SPAN Blog

Monday, October 19, 2020

The Low-Level Trajectory For Long-Term Success

Edward Dzialo 10/19/2020

 


Sometimes I get apprehensive when people eagerly offer free advice. At the risk of becoming the type
of person I just warned you about, here’s something I’ve learned: choose the path of the lowest trajectory aimed at the far-away horizon. In other words, have a plan for the future. Don’t grab at short-term gains, despite how glittery they may appear.

Why am I talking about this now?

This is a trait I have come to value when working alongside other people, and it is certainly something I see incorporated into SPAN Enterprises’ values.

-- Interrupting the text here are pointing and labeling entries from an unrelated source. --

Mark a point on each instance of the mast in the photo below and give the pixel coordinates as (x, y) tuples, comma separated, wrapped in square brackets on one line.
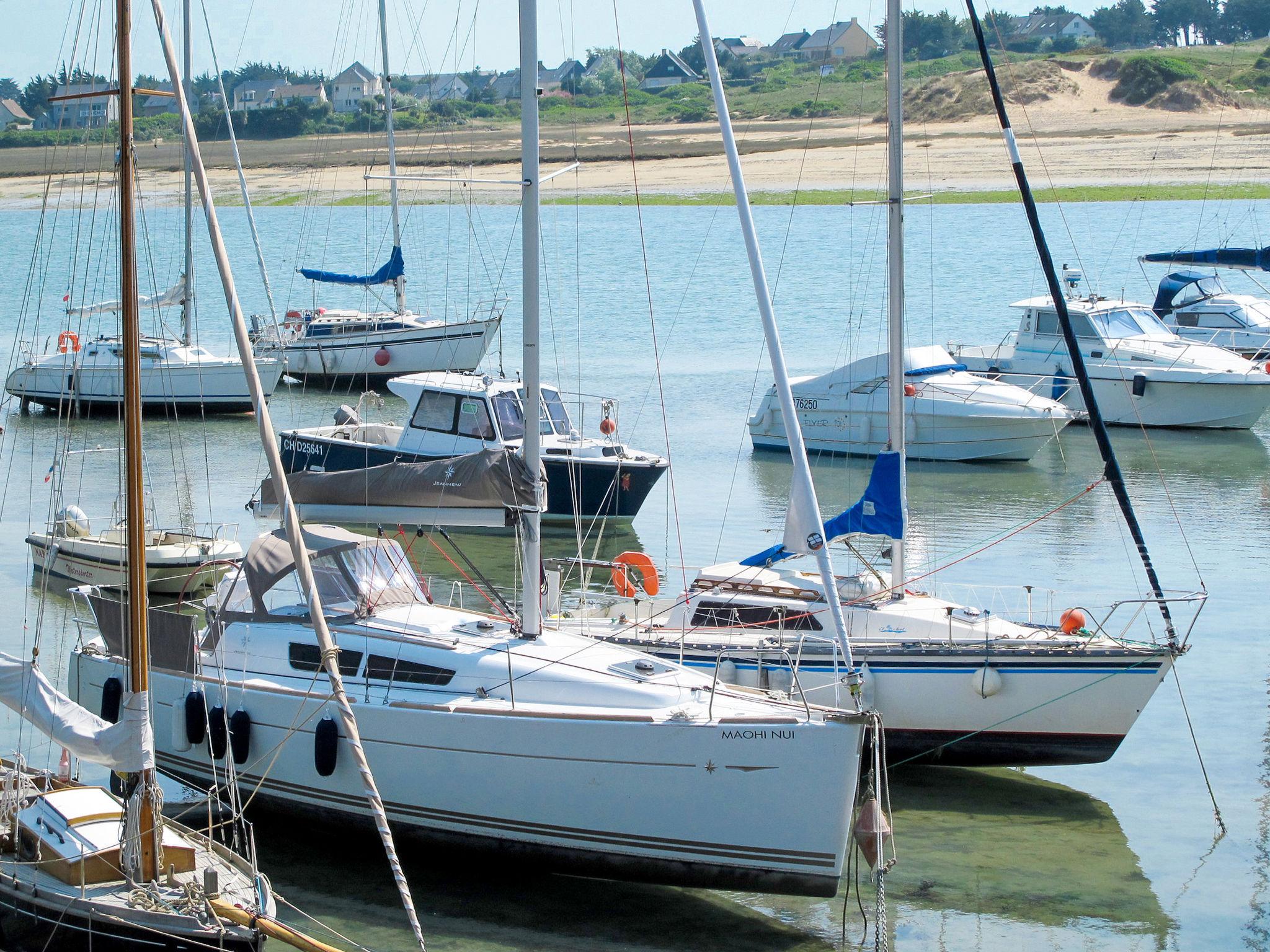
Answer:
[(895, 273), (135, 499), (531, 555), (802, 490), (290, 518), (399, 281), (187, 310), (1110, 465)]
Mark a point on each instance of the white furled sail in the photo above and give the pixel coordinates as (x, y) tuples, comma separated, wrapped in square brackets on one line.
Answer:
[(127, 747), (172, 298)]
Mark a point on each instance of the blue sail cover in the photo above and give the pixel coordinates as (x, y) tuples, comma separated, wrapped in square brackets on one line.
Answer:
[(878, 513), (1250, 259), (393, 270)]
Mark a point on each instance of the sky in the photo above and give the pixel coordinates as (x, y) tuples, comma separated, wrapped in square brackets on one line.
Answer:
[(425, 35)]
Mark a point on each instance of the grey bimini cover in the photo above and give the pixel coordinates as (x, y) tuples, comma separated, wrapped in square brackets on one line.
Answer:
[(491, 479)]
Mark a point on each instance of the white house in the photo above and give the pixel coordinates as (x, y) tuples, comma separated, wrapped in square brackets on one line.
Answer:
[(353, 86)]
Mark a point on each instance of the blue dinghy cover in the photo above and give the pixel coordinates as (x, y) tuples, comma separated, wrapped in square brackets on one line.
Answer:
[(393, 270), (878, 513), (1251, 259)]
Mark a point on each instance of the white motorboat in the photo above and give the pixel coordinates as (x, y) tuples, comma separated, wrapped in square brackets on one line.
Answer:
[(454, 414), (328, 345), (1142, 374), (174, 376), (1199, 307), (481, 735), (951, 414)]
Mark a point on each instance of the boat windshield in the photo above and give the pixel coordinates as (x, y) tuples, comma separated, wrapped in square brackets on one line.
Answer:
[(1129, 323), (511, 420)]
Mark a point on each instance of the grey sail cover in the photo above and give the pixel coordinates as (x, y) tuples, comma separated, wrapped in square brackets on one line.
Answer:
[(491, 479)]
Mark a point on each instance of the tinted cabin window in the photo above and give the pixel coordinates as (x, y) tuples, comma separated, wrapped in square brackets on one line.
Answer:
[(474, 419), (436, 412), (308, 658), (383, 668), (721, 615)]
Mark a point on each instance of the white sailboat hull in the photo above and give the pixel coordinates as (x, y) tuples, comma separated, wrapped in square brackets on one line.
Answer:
[(433, 346)]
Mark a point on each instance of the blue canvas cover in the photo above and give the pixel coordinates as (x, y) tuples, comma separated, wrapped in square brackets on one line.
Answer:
[(393, 270), (1251, 259), (877, 513)]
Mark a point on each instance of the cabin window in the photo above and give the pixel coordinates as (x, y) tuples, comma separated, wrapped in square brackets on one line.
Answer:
[(394, 669), (511, 419), (474, 419), (727, 615), (308, 658), (436, 412)]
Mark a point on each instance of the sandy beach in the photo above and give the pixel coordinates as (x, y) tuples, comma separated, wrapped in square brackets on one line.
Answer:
[(1077, 138)]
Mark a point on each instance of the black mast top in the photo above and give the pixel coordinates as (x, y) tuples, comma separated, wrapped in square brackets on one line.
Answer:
[(1110, 465)]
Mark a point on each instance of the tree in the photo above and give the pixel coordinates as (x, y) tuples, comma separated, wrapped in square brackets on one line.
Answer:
[(1244, 19)]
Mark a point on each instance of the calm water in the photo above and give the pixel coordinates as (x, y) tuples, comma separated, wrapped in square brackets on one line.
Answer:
[(1112, 856)]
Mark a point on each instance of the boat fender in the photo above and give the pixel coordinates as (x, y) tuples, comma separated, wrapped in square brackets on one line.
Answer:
[(326, 746), (218, 731), (241, 735), (112, 694), (986, 682), (179, 739), (196, 718)]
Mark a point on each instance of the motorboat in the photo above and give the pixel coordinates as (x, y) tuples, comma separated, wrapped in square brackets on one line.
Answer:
[(1141, 372), (174, 376), (340, 345), (455, 414), (1019, 682), (1199, 307), (951, 414), (481, 735)]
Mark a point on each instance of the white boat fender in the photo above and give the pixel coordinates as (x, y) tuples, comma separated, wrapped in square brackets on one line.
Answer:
[(241, 735), (218, 731), (179, 739), (326, 746), (196, 718), (73, 522), (112, 694), (986, 682)]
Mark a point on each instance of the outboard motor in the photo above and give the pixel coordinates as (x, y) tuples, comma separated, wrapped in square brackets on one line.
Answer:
[(347, 415), (73, 522)]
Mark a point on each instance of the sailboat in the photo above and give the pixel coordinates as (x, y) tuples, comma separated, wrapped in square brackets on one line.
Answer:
[(86, 374), (342, 345), (1198, 306), (489, 729), (956, 683)]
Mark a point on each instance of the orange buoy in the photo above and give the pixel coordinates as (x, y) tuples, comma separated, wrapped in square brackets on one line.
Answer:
[(647, 573), (1071, 621)]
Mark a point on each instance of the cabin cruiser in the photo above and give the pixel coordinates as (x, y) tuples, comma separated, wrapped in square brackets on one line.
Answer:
[(482, 736), (454, 414), (950, 414), (1198, 306), (956, 683), (89, 377), (1141, 372), (327, 345)]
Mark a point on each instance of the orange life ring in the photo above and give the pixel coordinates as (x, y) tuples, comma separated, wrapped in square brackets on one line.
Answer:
[(647, 573)]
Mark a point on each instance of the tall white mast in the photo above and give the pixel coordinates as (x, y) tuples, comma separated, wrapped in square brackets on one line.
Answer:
[(802, 489), (399, 281), (895, 277), (187, 311), (531, 555)]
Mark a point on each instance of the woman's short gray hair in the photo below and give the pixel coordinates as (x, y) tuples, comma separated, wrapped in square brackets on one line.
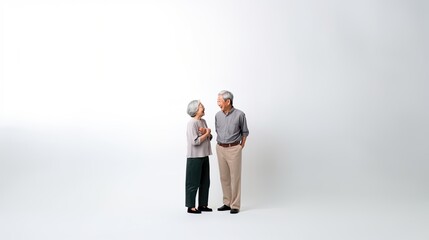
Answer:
[(193, 108), (226, 95)]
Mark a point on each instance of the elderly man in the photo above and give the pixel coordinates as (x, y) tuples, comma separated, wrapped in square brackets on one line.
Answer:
[(231, 129)]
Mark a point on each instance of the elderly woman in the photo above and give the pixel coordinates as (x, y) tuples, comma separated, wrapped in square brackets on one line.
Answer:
[(197, 164)]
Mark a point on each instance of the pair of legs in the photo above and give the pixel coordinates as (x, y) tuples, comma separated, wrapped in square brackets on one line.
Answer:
[(229, 159), (197, 180)]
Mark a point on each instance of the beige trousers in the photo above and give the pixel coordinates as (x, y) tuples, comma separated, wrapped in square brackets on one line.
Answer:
[(229, 159)]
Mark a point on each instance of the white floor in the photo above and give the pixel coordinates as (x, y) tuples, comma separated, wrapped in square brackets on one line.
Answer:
[(63, 188), (315, 219)]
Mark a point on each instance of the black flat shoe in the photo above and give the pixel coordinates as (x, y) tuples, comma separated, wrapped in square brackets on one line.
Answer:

What is so exciting about working here is that I really don’t know what the company is going to look like in five years—and this is a great thing. For instance, no one who works here is content with this company doing the exact same thing we are doing now five years into the future.

This isn’t to say that SPAN Enterprises is willing to walk away from something solely for the sake of change. What I am saying is the exact opposite. Everyone here wants to build off what we have worked so hard to create. We seek to discover the natural evolution of our products.


Organic and Natural


Seeking to discover the natural evolution of our products is critical. To allow a product to grow, it must happen organically. This happens in the best way possible: by listening to our customers and clients. 

Our founders and tech team design products and software brilliantly. It’s not only the know-how and experience that is noteworthy, but it is their ability to generate solutions before the product has launched. They anticipate how the client will interact with our software and design accordingly.

Though our products are well-thought-out and crafted before being sent out into the world, the world changes. Laws are created. Regulations get added. These needs are not problems but opportunities to evolve to meet the needs of our clients.

Pivot or Disappear


Think of this: At their peak, Blockbuster ran 9,904 stores worldwide. They had $5.9 billion in revenue (half a billion came in late fees alone!). Without question, this was an upper-echelon company.

And they had the opportunity to purchase Netflix for $50 million. Blockbuster’s CEO, reportedly, laughed the offer out of his office.

We know where this story ends. Blockbuster went bankrupt in 2010, and now, Netflix is valued at $194 billion.

I am not mocking the decision because I have the benefit of hindsight. Maybe I would have made the same decision as the Blockbuster CEO did. But when I look to the leadership of SPAN Enterprises, I believe in their ability to do what Blockbuster did not: to see the evolving needs of the consumer.

When I said earlier that the people at SPAN Enterprises are not content to be doing the same thing five years into the future, this is what I meant.

Resting on what you have is short term. Using foresight to adapt your product to the needs of the consumer before they need them is long-term. That is evolution. And that is what SPAN Enterprises does.